Writing for Children

Writers of children’s books have the best job! Perhaps I am biased; my foray into writing has been through the Caribbean Adventure Series, a series of books aimed at 8 to 12 year olds. However, I think that we definitely have more fun!

In the first place, we are writing for an audience that finds it easy to suspend disbelief. Fiction authors must often write in a way that makes their readers let go of their preconceptions and believe the unbelievable. This comes naturally for children who are not yet bogged down by knowledge of the constraints of physics, biology, mathematics, geography and politics. They are willing to accept it all. Talking animals? Flying elephants? Why not?

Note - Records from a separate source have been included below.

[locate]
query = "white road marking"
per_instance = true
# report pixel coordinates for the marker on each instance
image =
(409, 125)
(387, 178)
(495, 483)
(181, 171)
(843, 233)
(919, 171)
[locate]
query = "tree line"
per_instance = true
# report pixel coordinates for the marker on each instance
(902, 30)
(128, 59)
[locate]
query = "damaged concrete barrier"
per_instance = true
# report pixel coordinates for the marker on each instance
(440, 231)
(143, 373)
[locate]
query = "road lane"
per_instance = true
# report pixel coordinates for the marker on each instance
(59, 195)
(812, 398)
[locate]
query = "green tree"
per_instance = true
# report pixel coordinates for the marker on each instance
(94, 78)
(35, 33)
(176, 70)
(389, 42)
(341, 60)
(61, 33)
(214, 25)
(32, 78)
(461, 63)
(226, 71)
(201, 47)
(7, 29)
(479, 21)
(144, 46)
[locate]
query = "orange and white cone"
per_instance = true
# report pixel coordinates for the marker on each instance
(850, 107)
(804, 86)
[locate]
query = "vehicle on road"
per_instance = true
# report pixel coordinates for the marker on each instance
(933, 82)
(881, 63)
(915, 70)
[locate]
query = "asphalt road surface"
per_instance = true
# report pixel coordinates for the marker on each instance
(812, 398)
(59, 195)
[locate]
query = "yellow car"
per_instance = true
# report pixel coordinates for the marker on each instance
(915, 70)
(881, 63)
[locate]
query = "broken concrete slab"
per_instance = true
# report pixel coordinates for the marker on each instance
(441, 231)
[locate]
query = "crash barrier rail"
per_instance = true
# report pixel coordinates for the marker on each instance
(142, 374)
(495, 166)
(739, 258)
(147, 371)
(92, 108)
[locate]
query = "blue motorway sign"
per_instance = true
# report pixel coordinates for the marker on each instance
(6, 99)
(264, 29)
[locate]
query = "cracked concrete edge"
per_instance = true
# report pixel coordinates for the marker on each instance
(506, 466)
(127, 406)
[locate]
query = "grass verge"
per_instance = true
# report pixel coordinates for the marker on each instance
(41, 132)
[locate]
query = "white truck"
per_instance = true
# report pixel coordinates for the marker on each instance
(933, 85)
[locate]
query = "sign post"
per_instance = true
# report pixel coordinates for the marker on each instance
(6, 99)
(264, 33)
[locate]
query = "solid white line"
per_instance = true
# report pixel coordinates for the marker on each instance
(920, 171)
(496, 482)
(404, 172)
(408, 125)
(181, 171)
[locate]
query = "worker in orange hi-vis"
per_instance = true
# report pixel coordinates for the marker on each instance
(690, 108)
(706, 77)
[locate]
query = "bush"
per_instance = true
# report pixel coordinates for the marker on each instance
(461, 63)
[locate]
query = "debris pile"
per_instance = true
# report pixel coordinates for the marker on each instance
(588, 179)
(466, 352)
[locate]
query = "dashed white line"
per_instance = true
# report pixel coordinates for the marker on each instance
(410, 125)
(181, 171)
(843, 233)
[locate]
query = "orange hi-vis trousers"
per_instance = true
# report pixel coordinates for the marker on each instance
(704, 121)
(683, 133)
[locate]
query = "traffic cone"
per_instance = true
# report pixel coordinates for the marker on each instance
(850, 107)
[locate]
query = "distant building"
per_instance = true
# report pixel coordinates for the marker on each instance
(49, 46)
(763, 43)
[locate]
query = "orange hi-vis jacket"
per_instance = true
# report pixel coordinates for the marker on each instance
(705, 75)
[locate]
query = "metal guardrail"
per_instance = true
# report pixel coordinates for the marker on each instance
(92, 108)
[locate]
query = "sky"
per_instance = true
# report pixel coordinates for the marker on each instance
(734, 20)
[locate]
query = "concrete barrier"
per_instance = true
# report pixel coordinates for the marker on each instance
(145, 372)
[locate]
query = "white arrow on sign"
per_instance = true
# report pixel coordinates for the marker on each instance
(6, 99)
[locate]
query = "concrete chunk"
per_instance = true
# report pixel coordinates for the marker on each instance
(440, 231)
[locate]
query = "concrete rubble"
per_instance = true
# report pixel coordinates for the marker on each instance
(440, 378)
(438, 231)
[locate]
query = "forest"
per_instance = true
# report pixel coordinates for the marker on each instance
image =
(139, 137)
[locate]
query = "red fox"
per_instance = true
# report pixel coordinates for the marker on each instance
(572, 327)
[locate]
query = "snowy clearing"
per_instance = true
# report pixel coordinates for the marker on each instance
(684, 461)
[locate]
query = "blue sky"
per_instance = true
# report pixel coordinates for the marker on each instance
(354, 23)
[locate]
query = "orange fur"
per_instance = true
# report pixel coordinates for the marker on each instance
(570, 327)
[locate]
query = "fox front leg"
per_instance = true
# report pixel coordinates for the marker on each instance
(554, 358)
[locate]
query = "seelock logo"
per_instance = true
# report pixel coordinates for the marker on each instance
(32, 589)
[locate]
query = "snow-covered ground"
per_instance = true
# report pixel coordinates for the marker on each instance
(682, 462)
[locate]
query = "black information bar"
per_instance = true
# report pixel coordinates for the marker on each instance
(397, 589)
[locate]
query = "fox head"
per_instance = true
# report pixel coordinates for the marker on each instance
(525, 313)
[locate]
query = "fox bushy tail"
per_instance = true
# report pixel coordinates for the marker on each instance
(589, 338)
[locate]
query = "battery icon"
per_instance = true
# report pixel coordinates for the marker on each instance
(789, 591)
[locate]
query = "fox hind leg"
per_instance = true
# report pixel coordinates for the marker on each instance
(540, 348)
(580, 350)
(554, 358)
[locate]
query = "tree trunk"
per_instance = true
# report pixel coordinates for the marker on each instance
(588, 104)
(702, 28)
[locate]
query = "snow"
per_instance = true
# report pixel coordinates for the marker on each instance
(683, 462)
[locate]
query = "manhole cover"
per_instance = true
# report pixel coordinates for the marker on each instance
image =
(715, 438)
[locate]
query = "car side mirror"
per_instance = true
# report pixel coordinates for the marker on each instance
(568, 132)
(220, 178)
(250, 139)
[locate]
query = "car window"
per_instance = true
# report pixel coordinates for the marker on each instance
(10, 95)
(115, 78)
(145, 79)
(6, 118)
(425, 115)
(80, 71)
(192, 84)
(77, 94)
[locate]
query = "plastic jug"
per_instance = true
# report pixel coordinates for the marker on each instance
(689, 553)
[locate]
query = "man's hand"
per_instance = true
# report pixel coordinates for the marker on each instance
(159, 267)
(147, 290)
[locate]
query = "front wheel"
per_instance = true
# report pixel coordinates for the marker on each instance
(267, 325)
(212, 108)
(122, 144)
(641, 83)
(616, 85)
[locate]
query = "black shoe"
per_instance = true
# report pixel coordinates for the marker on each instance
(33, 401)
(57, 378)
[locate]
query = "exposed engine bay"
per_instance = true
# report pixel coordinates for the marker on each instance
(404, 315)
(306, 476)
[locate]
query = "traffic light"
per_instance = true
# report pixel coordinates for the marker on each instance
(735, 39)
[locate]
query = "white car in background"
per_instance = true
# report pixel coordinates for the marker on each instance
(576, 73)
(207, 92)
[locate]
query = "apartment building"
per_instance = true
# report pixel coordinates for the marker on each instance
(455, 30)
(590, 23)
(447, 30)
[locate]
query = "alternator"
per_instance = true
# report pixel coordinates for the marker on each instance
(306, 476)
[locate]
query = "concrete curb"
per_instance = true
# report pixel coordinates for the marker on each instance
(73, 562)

I’ll give you an example. In the Caribbean Adventure Series, the main protagonist is a monkey. In the second book, he stows away on an airplane. Most adult readers asked me “How could he get through security?” The children accepted this without question – the monkey travels through time, airport security is a piece of cake!

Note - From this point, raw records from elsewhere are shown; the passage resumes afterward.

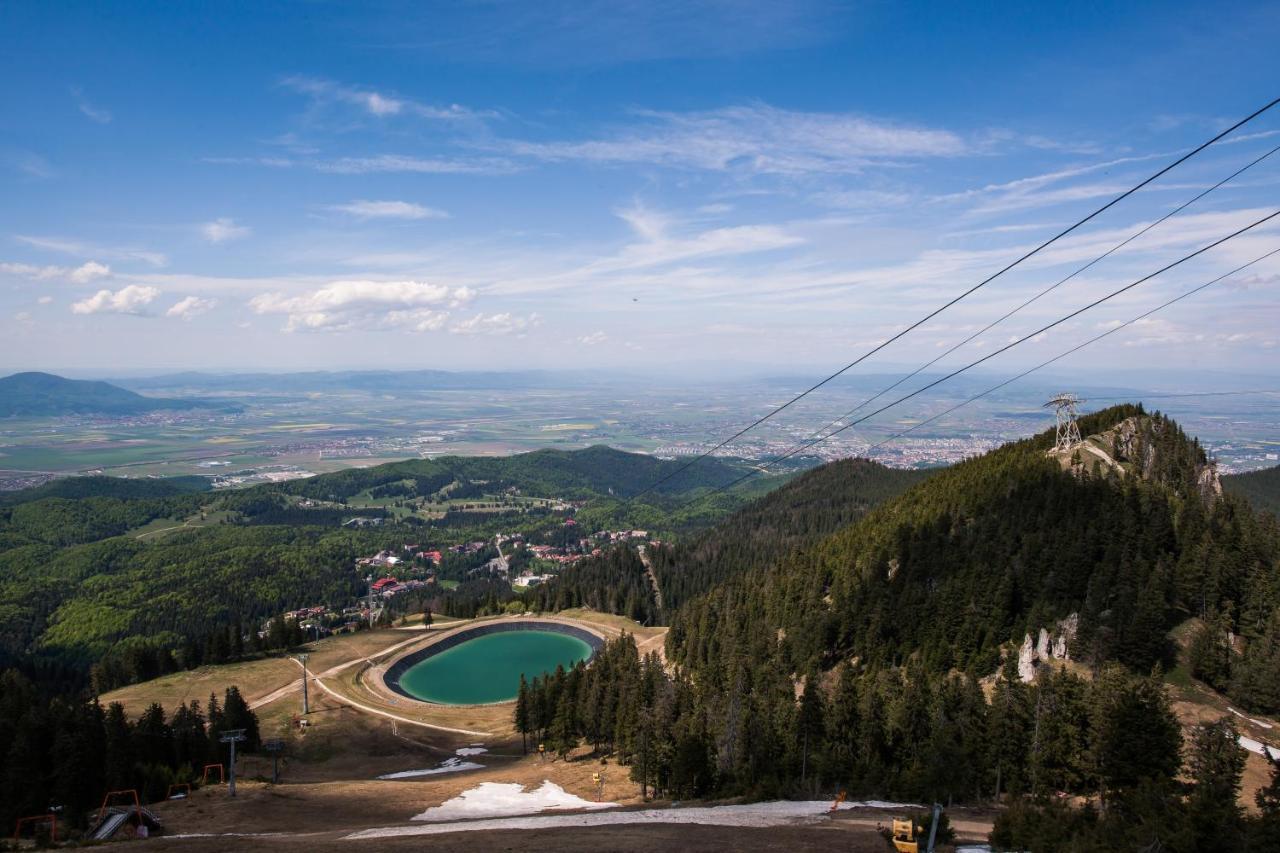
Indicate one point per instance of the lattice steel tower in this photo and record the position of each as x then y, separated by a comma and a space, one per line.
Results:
1068, 430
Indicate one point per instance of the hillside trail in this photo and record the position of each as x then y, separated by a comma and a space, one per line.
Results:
653, 578
295, 685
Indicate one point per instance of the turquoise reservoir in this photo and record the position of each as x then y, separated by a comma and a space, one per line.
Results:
488, 667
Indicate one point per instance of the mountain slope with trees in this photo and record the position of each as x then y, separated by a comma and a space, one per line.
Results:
882, 658
1260, 488
42, 395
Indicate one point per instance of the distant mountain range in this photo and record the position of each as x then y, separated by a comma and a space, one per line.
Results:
376, 381
39, 395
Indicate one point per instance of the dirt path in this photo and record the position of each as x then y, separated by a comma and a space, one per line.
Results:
296, 685
653, 578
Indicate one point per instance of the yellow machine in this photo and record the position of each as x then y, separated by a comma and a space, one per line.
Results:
904, 835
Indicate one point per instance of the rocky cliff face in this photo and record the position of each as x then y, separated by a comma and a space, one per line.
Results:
1047, 647
1148, 447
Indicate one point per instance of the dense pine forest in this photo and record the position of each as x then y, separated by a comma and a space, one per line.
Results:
855, 629
880, 657
65, 751
1260, 488
77, 580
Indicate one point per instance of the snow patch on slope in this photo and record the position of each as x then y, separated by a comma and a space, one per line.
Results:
494, 799
753, 815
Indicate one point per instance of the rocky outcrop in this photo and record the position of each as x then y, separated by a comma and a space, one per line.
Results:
1132, 448
1047, 647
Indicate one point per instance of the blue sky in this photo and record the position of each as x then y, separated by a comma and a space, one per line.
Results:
703, 186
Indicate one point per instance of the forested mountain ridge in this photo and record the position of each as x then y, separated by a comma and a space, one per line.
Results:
39, 395
997, 546
597, 470
95, 565
798, 514
881, 660
1260, 488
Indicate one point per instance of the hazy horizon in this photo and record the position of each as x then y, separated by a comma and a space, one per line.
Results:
484, 187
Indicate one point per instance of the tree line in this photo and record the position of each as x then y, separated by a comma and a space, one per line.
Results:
915, 734
62, 755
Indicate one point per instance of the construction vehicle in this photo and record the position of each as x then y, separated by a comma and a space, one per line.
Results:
906, 833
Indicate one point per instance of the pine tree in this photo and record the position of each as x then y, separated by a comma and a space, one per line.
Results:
521, 712
1216, 765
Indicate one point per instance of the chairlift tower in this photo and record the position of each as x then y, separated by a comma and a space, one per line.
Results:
1068, 429
232, 737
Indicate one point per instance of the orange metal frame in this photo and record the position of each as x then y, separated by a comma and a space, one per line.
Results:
137, 803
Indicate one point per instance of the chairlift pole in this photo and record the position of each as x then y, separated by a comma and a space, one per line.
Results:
306, 706
232, 737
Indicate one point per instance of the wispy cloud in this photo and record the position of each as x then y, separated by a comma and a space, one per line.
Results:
658, 245
31, 164
82, 274
223, 229
502, 323
190, 308
65, 246
343, 306
92, 113
421, 165
132, 299
755, 138
379, 104
365, 209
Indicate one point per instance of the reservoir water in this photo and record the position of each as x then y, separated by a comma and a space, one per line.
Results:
488, 669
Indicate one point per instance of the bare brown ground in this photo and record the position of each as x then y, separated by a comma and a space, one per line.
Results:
622, 839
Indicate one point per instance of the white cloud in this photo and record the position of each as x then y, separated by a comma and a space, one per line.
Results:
190, 306
82, 274
90, 270
77, 247
503, 323
127, 300
341, 306
379, 104
758, 138
421, 165
223, 229
658, 246
31, 164
365, 209
94, 113
30, 270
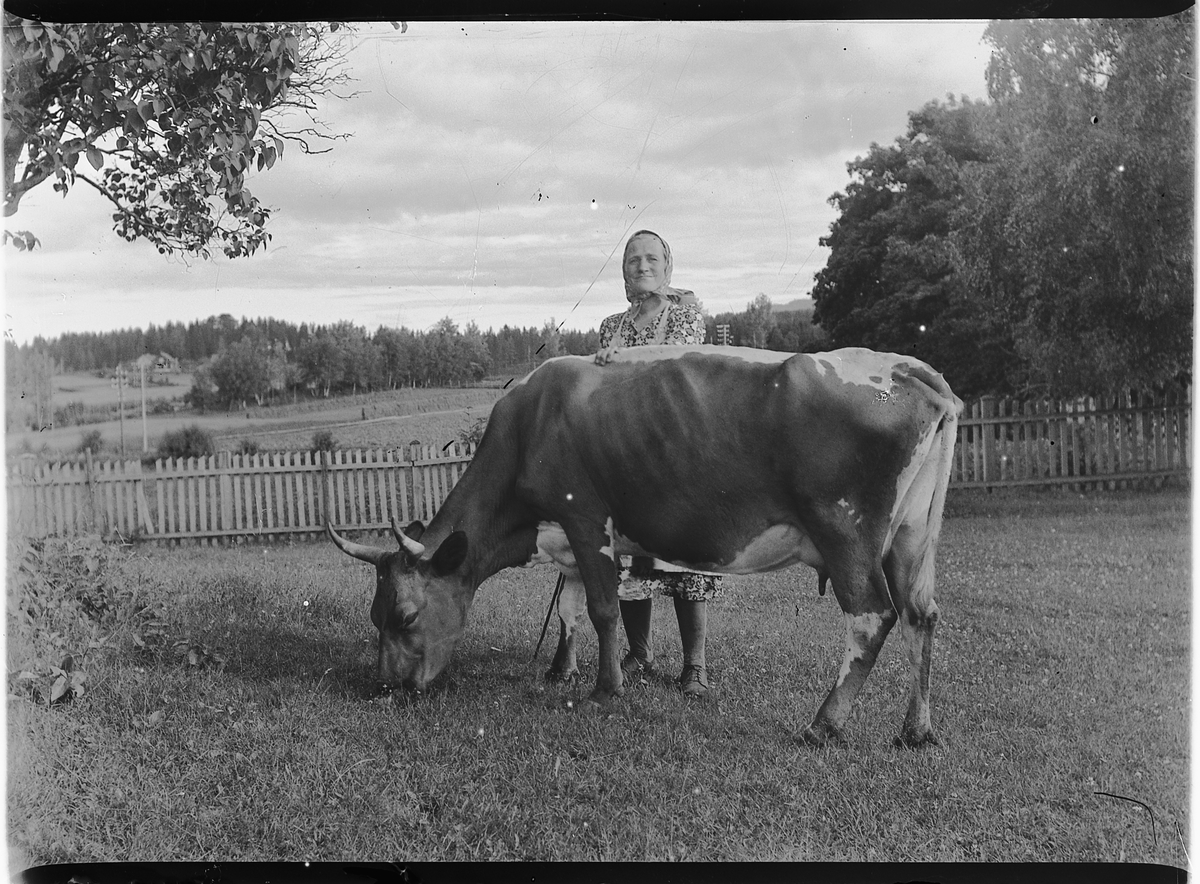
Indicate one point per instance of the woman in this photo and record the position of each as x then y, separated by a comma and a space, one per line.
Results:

Another advantage that children’s writers have is the ability to write with imaginative abandon. When I was in school, I was taught that you needed to have a story planned completely before you started writing. However, when I began the Caribbean Adventure Series, I never knew how the books would end until they ended. I thought that this method of writing was unorthodox, until I read that Enid Blyton, an English writer of great acclaim, had the same technique. Now, I am in the process of writing my first novel and I find that to write about adult’s life, I need to be more structured in my thinking and develop the book fully before really beginning to write the meat of the story.

Children’s writers do face challenges that their counterparts with a more mature audience do not. Since our books are usually about children in the same age group as our readers, they do not have a long history that can be woven into the story to develop their character. We are forced to use the way that they interact with other characters to reveal information about them. In the Caribbean Adventure Series, for example, I ended up using two children to enable the reader to fully understand my main human character.

Finally, to quote Spiderman (I am a writer of children’s books, who else would I quote?) “With great power comes great responsibility.” We address a very impressionable audience and I believe that writers of children’s books need to use this medium to send very positive messages to our future generation about responsibility, morality and the triumph of good over evil.